10)    Learn how to yield effectively to win.  Their life is not about your principles.  Neither is mine or anybody else’s.  Try to understand why people do what they do and then don’t judge.  Work the problem with them, and your emotions with you.

11)    What you experience is a sliver of time and space.  Be careful not to generalize beyond this.

12)    Pay attention to the way you feel when you spend time judging.  If it feels bad, if you feel worse, then don’t do it.  It isn’t pretty to watch people sit around doing the “these people syndrome”.  If you find yourself doing it, it’s a sure sign that you have something to work out within yourself.  Find it and work it out.

13)    Do not think for a minute that your attitude towards people is unfelt.  Everyone feels when they are being put down.  Make people feel that they have grown in your presence.

14)    Do not be the money volunteer.  Personal interactions should be linked to building genuine relationships, encouraging positive self esteem and confidence.  

15)    Build open, sincere dialogue.  Be sincere.

16)    The basic logic associated with problem solving and analysis is weak.  You may need to catch people up on foundation skills, including sorting, sequencing, matching, opposites, etc.  In your personal time, this can be done in a fun way through puzzles, chess, card games, etc.   Just don’t show people that this is a learning exercise or it will come across as patronizing.  The added benefit is that they may start to play these same games with their children.  You have no idea how much difference this can make.

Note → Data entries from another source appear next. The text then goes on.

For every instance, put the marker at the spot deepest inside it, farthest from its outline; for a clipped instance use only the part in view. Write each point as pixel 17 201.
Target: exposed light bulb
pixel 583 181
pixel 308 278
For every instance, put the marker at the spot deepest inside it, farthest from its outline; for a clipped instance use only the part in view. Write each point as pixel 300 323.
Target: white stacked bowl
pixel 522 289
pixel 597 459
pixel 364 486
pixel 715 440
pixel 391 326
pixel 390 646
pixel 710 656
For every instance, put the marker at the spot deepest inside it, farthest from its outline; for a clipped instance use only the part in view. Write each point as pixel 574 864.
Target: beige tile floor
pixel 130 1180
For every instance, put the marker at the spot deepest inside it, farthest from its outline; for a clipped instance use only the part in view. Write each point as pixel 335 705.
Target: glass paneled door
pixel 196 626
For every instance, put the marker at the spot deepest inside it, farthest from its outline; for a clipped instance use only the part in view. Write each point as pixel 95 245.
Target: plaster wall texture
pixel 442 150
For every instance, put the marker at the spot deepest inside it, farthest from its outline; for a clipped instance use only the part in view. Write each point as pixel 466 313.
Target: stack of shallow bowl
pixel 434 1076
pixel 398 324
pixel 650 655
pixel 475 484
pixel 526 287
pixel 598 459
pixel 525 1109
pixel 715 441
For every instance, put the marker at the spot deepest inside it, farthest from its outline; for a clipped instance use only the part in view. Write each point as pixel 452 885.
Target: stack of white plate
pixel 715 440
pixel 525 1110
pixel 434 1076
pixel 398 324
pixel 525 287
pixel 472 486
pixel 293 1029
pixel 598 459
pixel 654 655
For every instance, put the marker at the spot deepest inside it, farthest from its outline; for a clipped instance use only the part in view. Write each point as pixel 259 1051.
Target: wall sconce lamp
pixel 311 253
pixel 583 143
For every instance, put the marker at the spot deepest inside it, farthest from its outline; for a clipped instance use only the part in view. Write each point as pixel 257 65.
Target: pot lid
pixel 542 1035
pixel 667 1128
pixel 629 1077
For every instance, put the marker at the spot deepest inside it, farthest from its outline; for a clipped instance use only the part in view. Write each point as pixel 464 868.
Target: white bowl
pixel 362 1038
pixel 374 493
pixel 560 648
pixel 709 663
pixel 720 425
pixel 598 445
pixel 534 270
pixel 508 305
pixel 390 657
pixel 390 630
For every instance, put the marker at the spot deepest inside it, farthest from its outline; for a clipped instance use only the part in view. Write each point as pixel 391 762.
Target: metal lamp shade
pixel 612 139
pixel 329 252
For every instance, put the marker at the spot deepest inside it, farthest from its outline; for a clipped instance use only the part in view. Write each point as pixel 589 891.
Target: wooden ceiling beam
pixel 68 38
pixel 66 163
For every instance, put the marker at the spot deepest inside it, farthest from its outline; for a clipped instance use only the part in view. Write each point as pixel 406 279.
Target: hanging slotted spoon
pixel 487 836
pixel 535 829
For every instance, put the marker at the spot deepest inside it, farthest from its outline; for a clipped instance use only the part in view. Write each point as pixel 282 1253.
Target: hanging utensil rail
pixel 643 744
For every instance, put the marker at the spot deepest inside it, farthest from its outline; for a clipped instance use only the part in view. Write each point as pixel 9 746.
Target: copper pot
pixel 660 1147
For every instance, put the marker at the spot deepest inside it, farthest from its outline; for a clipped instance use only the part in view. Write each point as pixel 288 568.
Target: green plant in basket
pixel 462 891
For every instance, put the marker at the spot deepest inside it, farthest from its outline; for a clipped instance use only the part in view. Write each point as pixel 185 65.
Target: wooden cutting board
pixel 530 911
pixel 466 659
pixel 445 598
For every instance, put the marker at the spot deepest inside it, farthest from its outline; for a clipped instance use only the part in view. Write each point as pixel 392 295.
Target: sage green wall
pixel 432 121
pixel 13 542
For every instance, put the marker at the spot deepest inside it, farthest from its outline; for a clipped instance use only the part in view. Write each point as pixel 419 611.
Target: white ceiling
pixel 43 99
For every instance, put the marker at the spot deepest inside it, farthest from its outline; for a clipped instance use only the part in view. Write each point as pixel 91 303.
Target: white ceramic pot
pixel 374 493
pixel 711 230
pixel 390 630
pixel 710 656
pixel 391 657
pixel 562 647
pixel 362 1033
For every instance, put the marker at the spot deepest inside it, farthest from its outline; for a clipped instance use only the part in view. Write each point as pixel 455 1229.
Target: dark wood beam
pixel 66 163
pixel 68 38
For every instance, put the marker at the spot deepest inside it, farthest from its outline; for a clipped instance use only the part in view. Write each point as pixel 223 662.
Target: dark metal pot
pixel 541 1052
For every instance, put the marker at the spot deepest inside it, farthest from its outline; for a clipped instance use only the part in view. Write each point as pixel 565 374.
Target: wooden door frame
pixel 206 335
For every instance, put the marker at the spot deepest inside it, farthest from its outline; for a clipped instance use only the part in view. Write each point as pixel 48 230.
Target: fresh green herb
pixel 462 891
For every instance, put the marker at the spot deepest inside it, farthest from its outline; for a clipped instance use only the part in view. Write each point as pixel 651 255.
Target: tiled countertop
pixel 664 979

17)    Over a 2 year period, your task is really teaching.  Teaching is all about 1)  finding people’s starting point and thereafter, 2) experimenting with teaching methods that will walk people through the steps of awareness and skills development through applied knowledge.  It might take 3 steps or it might take 21 steps.  There is nothing right or wrong about the number of steps so do not judge as this is the same as saying “I have no hope that you can learn”. 

18)    Introduce people to the process of problem solving and constantly 
refer back to the process.  Define the problem and its root causes (problem-objective trees), turn the problem into SMART objectives, develop activities to reach the objectives, break the activities into tasks, monitor, and adjust.  Action – Reflection – Action.

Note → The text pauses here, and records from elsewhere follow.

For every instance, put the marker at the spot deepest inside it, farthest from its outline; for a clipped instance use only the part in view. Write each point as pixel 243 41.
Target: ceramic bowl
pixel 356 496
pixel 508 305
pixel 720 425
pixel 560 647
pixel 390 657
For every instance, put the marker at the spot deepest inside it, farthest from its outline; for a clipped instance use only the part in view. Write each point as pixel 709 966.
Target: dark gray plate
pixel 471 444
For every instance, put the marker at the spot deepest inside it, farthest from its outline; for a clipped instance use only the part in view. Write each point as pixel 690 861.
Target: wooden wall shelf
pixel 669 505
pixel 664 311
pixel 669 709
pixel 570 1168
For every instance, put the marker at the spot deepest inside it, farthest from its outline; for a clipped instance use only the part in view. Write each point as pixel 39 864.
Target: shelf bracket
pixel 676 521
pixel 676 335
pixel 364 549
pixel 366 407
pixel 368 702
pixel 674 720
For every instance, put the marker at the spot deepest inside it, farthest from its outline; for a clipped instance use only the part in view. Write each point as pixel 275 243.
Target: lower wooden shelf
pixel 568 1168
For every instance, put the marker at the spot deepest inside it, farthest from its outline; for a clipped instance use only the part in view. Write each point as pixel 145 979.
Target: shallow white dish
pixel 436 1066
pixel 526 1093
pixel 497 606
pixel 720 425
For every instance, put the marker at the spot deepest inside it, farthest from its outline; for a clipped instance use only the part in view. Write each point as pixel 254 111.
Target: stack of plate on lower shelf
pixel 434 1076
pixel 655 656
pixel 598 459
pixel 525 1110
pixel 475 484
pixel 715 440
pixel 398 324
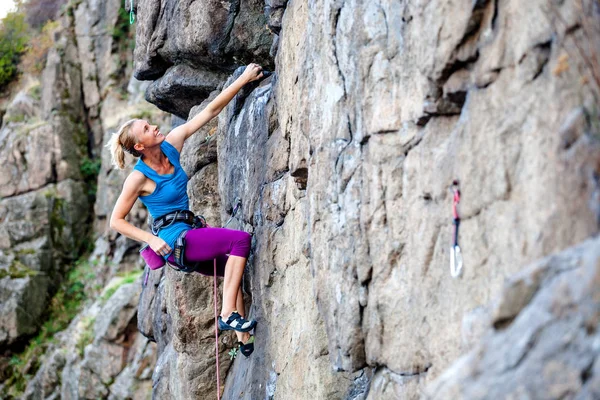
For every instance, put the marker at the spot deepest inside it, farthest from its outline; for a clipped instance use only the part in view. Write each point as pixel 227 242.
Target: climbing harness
pixel 455 254
pixel 164 221
pixel 179 254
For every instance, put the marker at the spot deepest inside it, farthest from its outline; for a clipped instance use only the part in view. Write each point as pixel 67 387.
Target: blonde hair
pixel 120 142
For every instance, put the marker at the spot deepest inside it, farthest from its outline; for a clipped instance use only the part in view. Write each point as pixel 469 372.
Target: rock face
pixel 189 47
pixel 44 200
pixel 342 160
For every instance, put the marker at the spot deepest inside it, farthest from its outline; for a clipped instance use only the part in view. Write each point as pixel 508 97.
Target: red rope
pixel 217 334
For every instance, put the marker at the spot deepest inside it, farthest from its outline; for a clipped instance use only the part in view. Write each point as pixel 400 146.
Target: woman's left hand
pixel 252 72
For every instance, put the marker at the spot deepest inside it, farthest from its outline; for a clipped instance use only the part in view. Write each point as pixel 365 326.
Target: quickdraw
pixel 455 253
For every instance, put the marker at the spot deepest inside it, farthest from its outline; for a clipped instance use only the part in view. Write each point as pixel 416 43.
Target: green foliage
pixel 17 270
pixel 87 334
pixel 13 43
pixel 36 92
pixel 64 306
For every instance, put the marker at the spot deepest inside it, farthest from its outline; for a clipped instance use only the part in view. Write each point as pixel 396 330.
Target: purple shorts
pixel 203 245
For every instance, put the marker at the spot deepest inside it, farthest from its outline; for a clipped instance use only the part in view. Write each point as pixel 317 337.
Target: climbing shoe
pixel 247 348
pixel 236 322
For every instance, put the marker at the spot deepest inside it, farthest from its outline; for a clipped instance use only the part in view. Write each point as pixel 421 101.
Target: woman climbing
pixel 160 183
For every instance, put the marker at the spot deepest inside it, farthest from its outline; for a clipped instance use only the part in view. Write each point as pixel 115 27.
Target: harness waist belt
pixel 177 216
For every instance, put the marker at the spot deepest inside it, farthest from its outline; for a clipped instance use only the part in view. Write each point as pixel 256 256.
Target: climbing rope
pixel 455 254
pixel 238 203
pixel 216 332
pixel 131 13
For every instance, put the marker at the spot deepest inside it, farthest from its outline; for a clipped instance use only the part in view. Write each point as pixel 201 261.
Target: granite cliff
pixel 343 159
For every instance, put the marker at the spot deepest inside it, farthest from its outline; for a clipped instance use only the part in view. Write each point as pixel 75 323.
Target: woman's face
pixel 146 135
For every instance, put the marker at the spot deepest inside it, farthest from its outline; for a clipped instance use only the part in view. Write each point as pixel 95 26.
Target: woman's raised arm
pixel 131 191
pixel 180 134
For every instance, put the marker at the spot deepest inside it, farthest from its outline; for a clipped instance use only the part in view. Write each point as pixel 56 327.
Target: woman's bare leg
pixel 232 291
pixel 234 269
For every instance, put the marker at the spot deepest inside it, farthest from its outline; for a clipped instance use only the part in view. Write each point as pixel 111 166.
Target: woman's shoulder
pixel 135 179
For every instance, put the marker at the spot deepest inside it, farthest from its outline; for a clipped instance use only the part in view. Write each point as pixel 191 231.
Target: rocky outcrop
pixel 188 48
pixel 344 160
pixel 101 354
pixel 44 201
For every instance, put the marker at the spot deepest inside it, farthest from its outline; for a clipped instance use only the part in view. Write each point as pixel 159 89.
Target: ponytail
pixel 120 142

19)    Understand that your frustration is about you.  It is about a diminishing sense of self-importance.  Where else do your expectations regarding tangible achievements within your own timeframe come from?  As a teacher you may not be using appropriate teaching methods.  No one gets it right the first time or the second time.  Good teachers are forever experimenting with new methods and trying to match proven methods with new students and situations.  Everyone is more than capable of being a good teacher,  provided they are prepared to adjust to the student. You need to constantly go back to the drawing board and revisit your starting point and your methods until learning takes place (at times learning needs additional intervention i.e.) to address  emotional issues etc… but you will only know this if you first go through the process of elimination phase).

20)    Do not give up and do not give in.  Unfortunately, the process of development can not be shortened.   Respect that those you work with drew the short straw, appreciate that you did not.  After you die, you can ask God about all this.  For now,  your anguish, guilt and questions about this will just distract from the task at hand and are really rather self indulging, if you think about it.

21)    Keep a lot of irons in the fire.

22)    Be a positive role model in your personal life, someone that young folk can aspire to become like.  Healthy living and all that, including “walking your talk” regarding your sexual relationships.

23)    Peace Corps is first and foremost a cultural exchange program.  You will learn more than you will give.  Be prepared to change your understandings.  You can only balance the formula if you change both sides of the equation. This may not seem like much but refer back to step 1.  It may impact a co-worker a lot.

24)    It takes five years to be a player at management level.   

25)    If you follow any of the above, you will be out of step with most of the development world and time frames.  But at least you will grow and have fun.